Os Passos de Anchieta é uma tradicional peregrinação realizada anualmente no Espírito Santo que reconstrói a rota percorrida pelo Padre José de Anchieta entre Anchieta e Vitória. A caminhada, com cerca de 100 km, é uma homenagem ao missionário jesuíta e uma oportunidade para os participantes vivenciarem uma experiência espiritual, conectarem-se com a natureza e conhecer a história capixaba.
O grupo misto formado por mulheres, homens, crianças, evangélicos, católicos e macumbeiros vestia roupas nos tons rosa, branco e azul, e balançavam a bandeira do estado do Espírito Santo. A imagem de São Benedito, que passava de mãos em mãos, conduzia os batuques dos tambores do congo, da cuíca e do reco-reco que agitava a dança diante do mastro fincado.
A caminhada até a casa da madrinha da banda, na Prainha, região central da cidade, anunciava o fim do cortejo. “A gente passa aqui na casa da nossa madrinha, para ser abençoados. Isso simboliza a nossa união”, conta Leonardo Osório Nunes dos Santos, conhecido como mestre Naio, após receber a benção de Dealdina Salles, a guardiã do mastro de Nossa Senhora da Penha.
“Era pra ser Guarará, não era pra ser congo”
O congo é uma manifestação cultural e religiosa que surge do sincretismo religioso e da mistura de culturas ocorrida no Brasil durante o período colonial. Originalmente, era uma dança indígena chamada Guarará, que passou a ser praticada por escravizados africanos que buscavam refúgio nas aldeias indígenas após fugirem das fazendas.
Já o sincretismo religioso presente nessa cultura é resultado das estratégias dos povos escravizados para professarem sua fé, já que eram catequizados e obrigados a tocar congo em homenagem aos santos católicos, como Nossa Senhora do Rosário e São Benedito.
Na tentativa de fugir dos capitães do mato, os escravizados que percorriam as matas, encontravam refúgio nas aldeias indígenas, que eram locais dificilmente acessados por esses capitães. Por isso, era comum encontrar nessas aldeias uma mistura do Guarará e das manifestações religiosas afro-brasileiras.
“Tudo foi imposto pelos brancos portugueses, porque os escravizados tinham as religiões deles de matriz africana e os indígenas de origem indígena”, afirma o mestre Naio. Foi o sincretismo que permitiu que esses povos preservassem suas tradições ancestrais no Brasil colonial.

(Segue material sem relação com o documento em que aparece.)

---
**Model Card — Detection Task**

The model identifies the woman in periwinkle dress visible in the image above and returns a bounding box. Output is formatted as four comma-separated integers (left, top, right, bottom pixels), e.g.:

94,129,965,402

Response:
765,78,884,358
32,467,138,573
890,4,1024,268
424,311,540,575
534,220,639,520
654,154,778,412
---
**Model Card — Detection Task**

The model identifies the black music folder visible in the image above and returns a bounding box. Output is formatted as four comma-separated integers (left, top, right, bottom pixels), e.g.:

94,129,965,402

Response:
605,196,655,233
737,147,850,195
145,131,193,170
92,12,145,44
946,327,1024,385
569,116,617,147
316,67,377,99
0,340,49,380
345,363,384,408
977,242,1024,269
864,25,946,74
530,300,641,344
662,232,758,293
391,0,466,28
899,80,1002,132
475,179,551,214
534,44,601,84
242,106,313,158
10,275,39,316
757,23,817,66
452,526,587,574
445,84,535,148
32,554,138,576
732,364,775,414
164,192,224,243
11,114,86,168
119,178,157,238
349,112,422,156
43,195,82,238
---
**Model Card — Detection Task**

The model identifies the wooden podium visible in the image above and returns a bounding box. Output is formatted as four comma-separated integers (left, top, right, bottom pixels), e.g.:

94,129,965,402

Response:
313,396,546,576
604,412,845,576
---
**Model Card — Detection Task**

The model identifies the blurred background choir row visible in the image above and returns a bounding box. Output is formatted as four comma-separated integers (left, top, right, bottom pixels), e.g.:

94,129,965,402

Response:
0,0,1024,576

A pesquisadora Elvira Cerniavskis, em seu trabalho intitulado “Congo: fé ou festa? Eis a questão!”, destaca que o sincretismo religioso não se limitou à sobrevivência individual da fé, mas também fomentou a união e o intercâmbio entre diferentes grupos étnicos africanos. Compartilhando um sistema de crenças adaptado, esses grupos conseguiram fortalecer seus laços e preservar suas raízes culturais de forma coletiva. No Espírito Santo, as festas de São Benedito acontecem em diversas cidades do estado, no mês de dezembro, que era o período em que os senhores de engenho se deslocavam com os escravizados para celebrar o natal em Serra-sede.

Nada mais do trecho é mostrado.